Referring now to Fig. 10 there is illustrated a container according to another embodiment of the invention indicated generally by the reference numeral 70, for cryogenically storing a flowable bodily material of a human or animal, which in this embodiment of the invention may also be stem cell material, of the type described with reference to the container of Figs. 1 to 8. The container 70 is substantially similar to the container 60, and similar components are identified by the same reference numerals. The only difference between the container 70 and the container 60 is that a second inlet port 71 is provided to the container 70 for accommodating the DMSO saline solution into the container where it is desired to introduce the DMSO saline solution into the container independently of the stem cell material which is introduced to the container through the inlet port 9. A sub-micron filter 72 is located in the inlet port 71 for filtering the DMSO saline solution as it is passing through the inlet port 71. An advantage of the container 70 is that it facilitates simultaneous charging of the container 70 with the stem cell material and the DMSO saline solution.
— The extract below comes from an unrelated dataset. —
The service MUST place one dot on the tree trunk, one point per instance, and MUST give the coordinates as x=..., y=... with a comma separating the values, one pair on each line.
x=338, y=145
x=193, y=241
Simultaneous charging of the container 70 with the stem cell material and the DMSO saline solution, tends to assist in mixing of the two materials.
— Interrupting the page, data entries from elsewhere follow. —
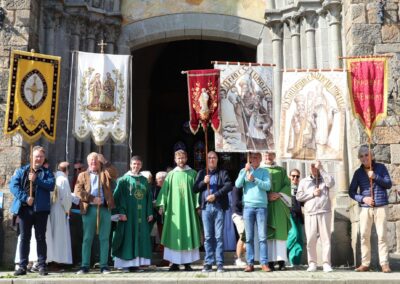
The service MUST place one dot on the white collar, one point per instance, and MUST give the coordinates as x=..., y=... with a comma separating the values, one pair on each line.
x=179, y=169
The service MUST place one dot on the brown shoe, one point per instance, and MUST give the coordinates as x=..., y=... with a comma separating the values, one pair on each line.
x=265, y=268
x=362, y=268
x=386, y=268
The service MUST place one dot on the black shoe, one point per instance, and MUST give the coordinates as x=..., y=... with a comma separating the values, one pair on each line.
x=281, y=264
x=20, y=271
x=188, y=267
x=105, y=270
x=206, y=268
x=83, y=270
x=174, y=267
x=271, y=265
x=43, y=271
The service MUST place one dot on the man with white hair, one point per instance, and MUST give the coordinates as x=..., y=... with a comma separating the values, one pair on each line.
x=374, y=206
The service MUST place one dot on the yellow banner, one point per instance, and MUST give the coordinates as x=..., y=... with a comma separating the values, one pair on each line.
x=33, y=95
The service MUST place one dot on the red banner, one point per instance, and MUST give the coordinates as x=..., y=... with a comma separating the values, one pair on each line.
x=368, y=89
x=203, y=90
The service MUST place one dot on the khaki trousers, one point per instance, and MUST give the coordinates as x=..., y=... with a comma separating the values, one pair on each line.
x=368, y=216
x=314, y=225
Otherwise the container 70 and its use is similar to that of the container 60 described with reference to Fig. 9.

While the containers 1 , 60 and 70 have been described as being supplied with the panels 3 secured together by the peripheral seal 4 and the primary seals 18 to form the five pouches 15 and the mixing region 16, and with the inlet and outlet ports 9 and 20 secured between the panels 3, it is envisaged that the containers 1 , 60 and 70 may be supplied with the panels secured only with the peripheral seal 4, and with the inlet and outlet ports 9 and 20 sealably secured in the peripheral seal 4. In which case, the primary seals could be formed subsequently.
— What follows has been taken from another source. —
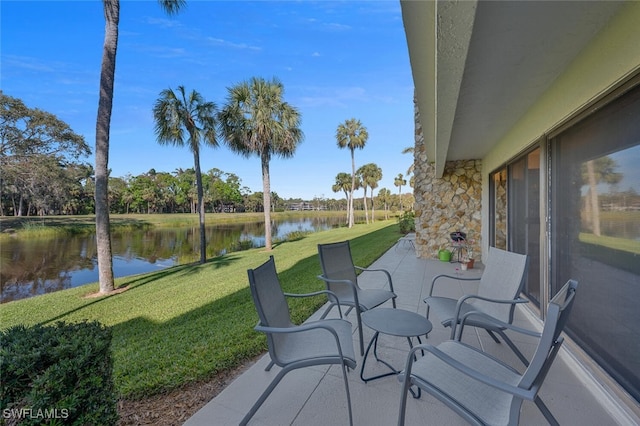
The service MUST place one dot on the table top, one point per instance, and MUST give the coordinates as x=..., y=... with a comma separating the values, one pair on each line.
x=396, y=322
While the containers 1 , 60 and 70 have been described with the outlet ports 20 sealably located between the panels 3, it is envisaged that in certain cases, the container 1 may be supplied without the outlet ports 20 being secured to the containers 1 , 60 and 70, and in which case, it is envisaged that the containers 1 , 60 and 70 would be supplied with the side edges 5a of the panels 3 unsealed, and the outlet ports 20 could be subsequently secured between the panels 3 along the side edge 5a during forming of the peripheral seal 4 along the side edge 5a. Similarly, the containers 1 , 60 and 70 may be supplied without the one or both inlet ports, and in which case, the container would be provided without the portion of the peripheral seal which extends along the end edge 6b, and the one or both inlet ports, as the case may be, would then be heat sealed to the panels when forming the peripheral seal along the end edge 6b.

While the containers 1 , 60 and 70 have been described for storing stem cell material, the containers 1 , 60 and 70 may be used for storing any other type of material, and also, may be used for storing any type of flowable material, whether the material is to be subjected to cryogenic temperatures or otherwise.

While the containers have been described for storing stem cell material harvested from an umbilical cord and a placenta after birth of a foal, the containers may be used for storing stem cell material from any type of human or animal.

While the containers have been described as being of FEP plastics material, the containers may be of any other suitable heat sealable material, and while the material of the containers has been described as being transparent, while this is advantageous, it is not essential.

While the containers 60 and 70 have been described as having an additional heat seal 63, the heat seal 63 could be omitted, and in which case the hollow interior regions of the containers 60 and 70 would be defined by the peripheral seal 61.